May 11st, 2021
Modificación al régimen de inversión de las AFPs

Following Decree 1393 of 2020, on April 26, 2021, the Colombian Superintendence of Finance (SFC) published Circular 007 of 2021 related to the investment regime of pension funds, and of insurance and capitalization companies. The Circular furthers the adoption of the recommendations made by the Capital Markets Mission in 2019, particularly in connection with the incorporation of ESG standards into their portfolios.
The Circular entered into force on April 26, 2021. In accordance with the provisions of Decree 1393 of 2020, pension funds must consider the Circular’s provisions to formulate their corresponding investment policies. The deadline for the pension funds to update their policies expires on July 26, 2021. 

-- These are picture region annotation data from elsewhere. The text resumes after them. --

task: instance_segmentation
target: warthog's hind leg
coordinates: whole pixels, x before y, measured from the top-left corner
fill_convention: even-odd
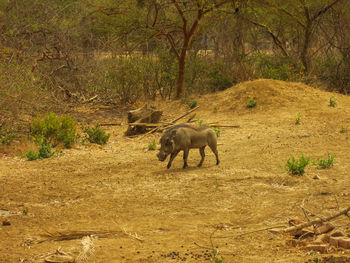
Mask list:
[[[171,153],[170,159],[169,159],[169,162],[168,162],[168,165],[166,166],[168,169],[171,167],[171,164],[172,164],[173,160],[175,159],[176,155],[177,155],[179,152],[180,152],[180,151],[176,151],[176,152]]]
[[[185,169],[188,165],[187,165],[187,158],[188,158],[188,153],[189,153],[190,149],[184,149],[184,166],[182,167],[183,169]]]
[[[218,149],[216,148],[216,145],[209,145],[210,149],[213,151],[216,157],[216,165],[219,165],[220,160],[219,160],[219,154],[218,154]]]
[[[201,159],[201,161],[199,162],[198,167],[201,167],[202,164],[203,164],[203,162],[204,162],[204,157],[205,157],[204,149],[205,149],[205,146],[202,147],[202,148],[199,148],[199,153],[201,154],[202,159]]]

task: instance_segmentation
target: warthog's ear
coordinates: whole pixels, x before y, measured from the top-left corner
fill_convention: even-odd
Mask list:
[[[170,138],[171,138],[171,139],[174,139],[175,135],[176,135],[176,130],[173,130],[173,131],[170,133]]]

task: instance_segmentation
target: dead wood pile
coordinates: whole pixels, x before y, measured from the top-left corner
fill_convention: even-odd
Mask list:
[[[179,117],[169,121],[169,122],[161,122],[160,118],[163,114],[162,111],[155,110],[153,108],[148,108],[144,106],[142,108],[131,110],[128,112],[128,129],[125,132],[126,136],[136,136],[139,134],[147,135],[149,133],[154,133],[156,131],[163,131],[168,129],[176,124],[177,122],[188,116],[189,118],[186,123],[194,122],[194,118],[196,114],[193,113],[197,110],[199,106],[188,110],[187,112],[181,114]],[[208,123],[211,127],[231,127],[231,128],[239,128],[238,125],[226,125],[226,124],[218,124],[218,123]]]

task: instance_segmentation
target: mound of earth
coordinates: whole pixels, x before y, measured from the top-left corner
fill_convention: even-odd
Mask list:
[[[331,97],[336,107],[329,106]],[[250,98],[257,107],[246,107]],[[349,249],[333,247],[321,255],[266,229],[287,227],[296,217],[327,218],[349,206],[350,97],[263,79],[195,99],[204,122],[239,125],[221,128],[219,166],[207,149],[201,168],[199,152],[191,150],[188,169],[182,169],[181,154],[166,169],[147,150],[159,133],[127,138],[121,112],[92,105],[72,115],[121,123],[104,127],[111,134],[105,146],[78,144],[32,162],[0,158],[0,262],[44,262],[58,254],[76,261],[86,256],[86,262],[223,257],[223,262],[299,263],[338,262],[338,256],[347,262]],[[180,101],[149,103],[159,104],[164,120],[188,110]],[[336,156],[330,169],[310,164],[303,176],[284,169],[291,156],[317,161],[328,152]],[[313,213],[304,213],[301,205]],[[332,223],[349,233],[347,217]]]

The main changes to the investment regime of pension funds are as follows:


1. The Circular does not define specific investment limits for pensions funds, but rather delegates to their boards of directors the responsibility of defining their own investment limits, especially the following: 

  • Investment limits with respect to private equity funds (PEFs), real estate mutual funds, PEFs incorporated abroad, ETFs, hedge funds, foreign funds whose main purpose is to invest in real estate assets, and mandatory convertible bonds. 
  • Investment limits per fund: maximum percentage of investment of the pension fund within the total investment commitments of each PEF. 
  •  Individual limits for each type of admissible investment under paragraph 1.10 of article 2.6.12.1.2 of Decree 2555. Thus, pension funds must establish individual and differentiated investment limits for debt, equity, and infrastructure private funds. 

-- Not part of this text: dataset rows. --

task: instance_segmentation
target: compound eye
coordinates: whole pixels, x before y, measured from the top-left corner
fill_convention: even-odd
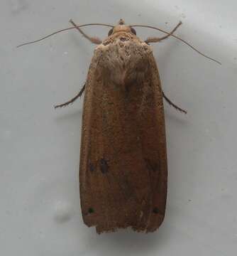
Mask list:
[[[137,34],[136,30],[133,28],[131,28],[131,32],[134,35]]]
[[[112,34],[113,31],[114,31],[114,28],[111,28],[111,29],[109,31],[109,33],[108,33],[108,36],[111,36],[111,35]]]

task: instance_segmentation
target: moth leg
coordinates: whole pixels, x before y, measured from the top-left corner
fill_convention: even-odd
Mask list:
[[[182,112],[187,114],[187,111],[182,110],[182,108],[177,106],[175,104],[174,104],[170,100],[169,100],[165,95],[164,92],[162,91],[162,96],[164,97],[165,100],[172,107],[174,107],[176,110],[181,111]]]
[[[95,43],[95,44],[101,44],[102,43],[101,40],[97,38],[97,37],[91,37],[87,36],[86,33],[84,33],[82,29],[80,28],[79,28],[77,24],[72,20],[70,19],[69,21],[69,22],[70,22],[77,30],[78,31],[82,34],[83,36],[84,36],[87,39],[88,39],[90,42],[92,42],[92,43]]]
[[[160,42],[162,40],[166,39],[169,36],[170,36],[171,35],[173,34],[173,33],[177,29],[177,28],[182,24],[182,22],[180,21],[178,23],[178,24],[176,26],[176,27],[167,35],[162,37],[162,38],[156,38],[156,37],[150,37],[148,38],[148,39],[146,39],[145,41],[145,43],[157,43],[157,42]]]
[[[82,95],[82,93],[84,92],[85,87],[86,87],[86,84],[84,84],[84,85],[83,85],[83,87],[82,87],[82,90],[79,92],[79,93],[78,93],[75,97],[74,97],[72,100],[69,100],[68,102],[65,102],[65,103],[62,103],[62,104],[60,104],[60,105],[54,106],[54,107],[55,107],[55,109],[56,109],[56,108],[57,108],[57,107],[65,107],[65,106],[67,106],[68,105],[74,102],[79,97],[81,97],[81,96]]]

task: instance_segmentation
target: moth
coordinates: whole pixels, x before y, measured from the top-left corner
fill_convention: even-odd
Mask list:
[[[73,102],[84,91],[79,162],[83,220],[98,233],[128,227],[153,232],[164,220],[167,198],[162,98],[186,112],[162,92],[150,43],[176,37],[181,22],[165,36],[145,41],[122,19],[104,41],[70,22],[98,45],[81,91],[55,107]]]

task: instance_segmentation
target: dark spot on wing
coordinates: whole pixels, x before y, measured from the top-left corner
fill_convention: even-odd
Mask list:
[[[100,159],[100,170],[102,174],[106,174],[109,171],[109,166],[105,159]]]
[[[145,161],[145,164],[146,164],[146,166],[148,167],[148,170],[153,171],[158,171],[159,166],[158,166],[158,163],[156,163],[150,159],[145,159],[144,160]]]
[[[89,164],[89,169],[90,171],[94,171],[94,165],[92,164]]]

However, it is not clear how the limits for complex PEFs, such as those than mainly invest in infrastructure-debt, will work. As the Circular did not clarify it, it may have to be defined by the respective investment policies of the pension funds. 

2. The pension funds must include in their investment policy a special chapter on alternative investments in which they develop the following points: (i) models and methodologies for measuring and assessing the risk associated with alternative investments, (ii) processes to identify, measure, monitor and report the financial and operational risks of alternative investments, (iii) selection criteria of alternative investments, (iv) analysis of suitability and experience of the professional manager and the fund management company, (v) analysis of the commission structure and remuneration policies of the investment vehicle, and (vi) analysis of the integration and ESG methodologies in the vehicle investment process, among others. 

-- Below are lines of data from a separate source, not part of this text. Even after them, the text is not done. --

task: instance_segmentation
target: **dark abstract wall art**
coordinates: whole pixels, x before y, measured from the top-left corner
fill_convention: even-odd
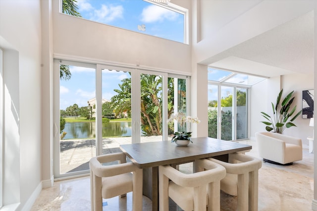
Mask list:
[[[314,89],[303,91],[303,119],[311,119],[314,115]]]

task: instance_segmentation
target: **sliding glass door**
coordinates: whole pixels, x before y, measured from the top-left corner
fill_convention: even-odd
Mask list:
[[[54,177],[89,173],[94,156],[121,144],[167,140],[173,113],[188,114],[189,79],[54,60]]]
[[[96,65],[55,60],[54,66],[54,176],[88,173],[96,156]]]
[[[228,85],[208,85],[209,137],[225,140],[248,138],[248,90]]]

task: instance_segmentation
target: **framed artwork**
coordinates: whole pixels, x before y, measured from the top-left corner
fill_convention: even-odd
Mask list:
[[[314,89],[303,91],[303,119],[311,119],[314,115]]]

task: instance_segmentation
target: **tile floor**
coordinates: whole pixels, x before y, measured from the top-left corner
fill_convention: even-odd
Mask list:
[[[247,154],[258,157],[255,141]],[[303,149],[303,159],[292,166],[280,166],[263,163],[259,170],[259,210],[263,211],[306,211],[311,210],[313,192],[314,154]],[[188,168],[188,166],[181,167]],[[105,200],[104,211],[130,211],[131,194],[126,198]],[[236,198],[221,193],[221,210],[234,211]],[[171,205],[170,211],[180,210]],[[143,198],[143,211],[152,210],[151,201]],[[32,211],[89,211],[90,190],[89,177],[55,181],[53,187],[43,189]]]

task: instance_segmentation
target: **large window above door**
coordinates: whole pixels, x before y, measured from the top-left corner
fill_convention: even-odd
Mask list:
[[[156,0],[61,0],[62,12],[183,43],[188,43],[188,10]]]
[[[208,67],[208,80],[211,82],[251,86],[265,79],[266,78],[238,73],[230,70],[224,70]]]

3. The Circular sets forth that the investment policies of the pension funds must incorporate criteria related to the objectives, risks, and management of environmental, social, and corporate governance (ESG) and climate issues. This seeks to encourage the investment of pension funds in securities that meet these characteristics. Pension funds will, therefore, prioritize their investments in professional managers who demonstrate that they really have incorporated ESG criteria into their investment and divestment policies.

4. The Circular strengthens corporate governance of the pension funds and establishes standards of conduct and professionalism for the management of their investments. It includes measures to guarantee that the members of the risk and investment committees have the knowledge and experience necessary to perform their duties. 

5. The Circular includes special rules for cases in which pension funds are part of financial conglomerates and sets guidelines for calculating limits for restricted investments.